Service Mesh: Linkerd

You can think of a service mesh as an infrastructure layer for standardising service-to-service communication. Adding things like observability, security, and reliability to layer 7 network communication without requiring any changes to your application code.

The reason we added Linkerd to our stack is because we needed load balancing between services as well as a standard observability layer for HTTP metrics to be able to use a single Grafana dashboard for all applications.

Along with Linkerd we also added support for linkerd-viz, a realtime dashboard that provides an overview of the network traffic, including the ability to dig deep into individual HTTP requests to inspect things like headers etc.

Github: https://github.com/linkerd/linkerd2
Documentation: https://linkerd.io

Architecture Decision Record

Pros

  • Highly adopted and well documented
  • Relatively lightweight
  • Has done a good job at load balancing HTTP traffic within our cluster
  • Great realtime dashboard for network observability

Cons

  • Was annoying to install using GitOps (some kind of certificate curse we had to mitigate by manually generating certificates valid for the next 100 years)
  • Highly intrusive - mutates pods on creation to inject its side-car network container which can be unintuitive to developers
  • Can break existing network communication, eg. it broke some SMTP traffic for us which had to be fixed by explicitly configuring Linkerd to avoid intercepting SMTP traffic

Alternatives Considered

We agreed to avoid Istio since it's known to be a more bloated alternative and we assume we don't need any of its additional features.
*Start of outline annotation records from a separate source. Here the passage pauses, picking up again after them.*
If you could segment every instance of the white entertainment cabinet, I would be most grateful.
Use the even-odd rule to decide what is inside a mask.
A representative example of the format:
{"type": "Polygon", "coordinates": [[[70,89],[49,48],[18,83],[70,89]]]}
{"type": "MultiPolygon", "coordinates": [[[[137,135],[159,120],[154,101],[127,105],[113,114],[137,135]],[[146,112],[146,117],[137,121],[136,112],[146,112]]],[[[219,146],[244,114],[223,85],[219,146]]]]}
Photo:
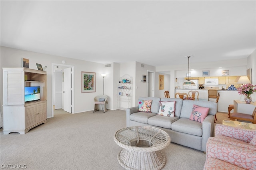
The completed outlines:
{"type": "Polygon", "coordinates": [[[47,73],[24,67],[3,68],[4,134],[24,134],[47,121],[47,73]],[[40,87],[40,100],[25,102],[24,87],[40,87]]]}

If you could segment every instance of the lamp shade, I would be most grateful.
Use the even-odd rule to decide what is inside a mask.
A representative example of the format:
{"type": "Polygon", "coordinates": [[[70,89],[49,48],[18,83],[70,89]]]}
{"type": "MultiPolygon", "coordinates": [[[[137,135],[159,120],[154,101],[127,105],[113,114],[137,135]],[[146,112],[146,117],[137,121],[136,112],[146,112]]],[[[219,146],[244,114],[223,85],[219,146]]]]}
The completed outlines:
{"type": "Polygon", "coordinates": [[[187,80],[182,84],[183,86],[196,86],[196,84],[191,80],[187,80]]]}
{"type": "Polygon", "coordinates": [[[248,84],[250,83],[251,81],[246,76],[241,76],[237,81],[237,83],[238,84],[248,84]]]}

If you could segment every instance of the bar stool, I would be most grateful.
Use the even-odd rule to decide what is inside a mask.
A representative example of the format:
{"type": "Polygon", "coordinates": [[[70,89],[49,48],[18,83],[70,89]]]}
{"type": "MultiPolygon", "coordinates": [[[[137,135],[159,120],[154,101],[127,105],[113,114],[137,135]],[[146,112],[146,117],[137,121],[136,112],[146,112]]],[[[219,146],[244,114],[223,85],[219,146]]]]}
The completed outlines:
{"type": "Polygon", "coordinates": [[[234,105],[228,105],[228,118],[230,118],[230,111],[234,109],[234,105]]]}

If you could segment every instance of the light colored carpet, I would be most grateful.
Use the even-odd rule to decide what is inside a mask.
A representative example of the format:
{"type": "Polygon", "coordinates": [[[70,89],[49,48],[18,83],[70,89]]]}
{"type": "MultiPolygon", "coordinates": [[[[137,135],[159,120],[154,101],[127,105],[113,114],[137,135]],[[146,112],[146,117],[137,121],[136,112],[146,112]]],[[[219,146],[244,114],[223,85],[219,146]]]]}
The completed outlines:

We talked about using nginx mesh in case we would use nginx as ingress or Traefik mesh which claims to be “the simplest” alternative. However they had their own challenges with installing and configuring correctly and once we got Linkerd working we had no reason to spend more time researching alternatives.

Usage

Any pod with the label linkerd.io/inject: enabled will automatically get a linkerd sidecar container injected and start proxying all network traffic. Our default deployment generator templates all have this label by default.

Security Considerations

Since we don't particularily care for the complexity of the non-optional mTLS security of Linkerd we ended up generating root certificates that are valid for the next 100 years and using that for the installation. If this is a security concern for your organisation you can figure out how to generate your own via the official documentation for generating certificates.

Note: Our overall stance on network security is that we can blindly trust the private network of the Kubernetes cluster. Compared to eg. Heroku, having a private network is already a huge improvement in security (where all networked services are publicly available by default) and we don't see any reason to add additional security layers on top of that.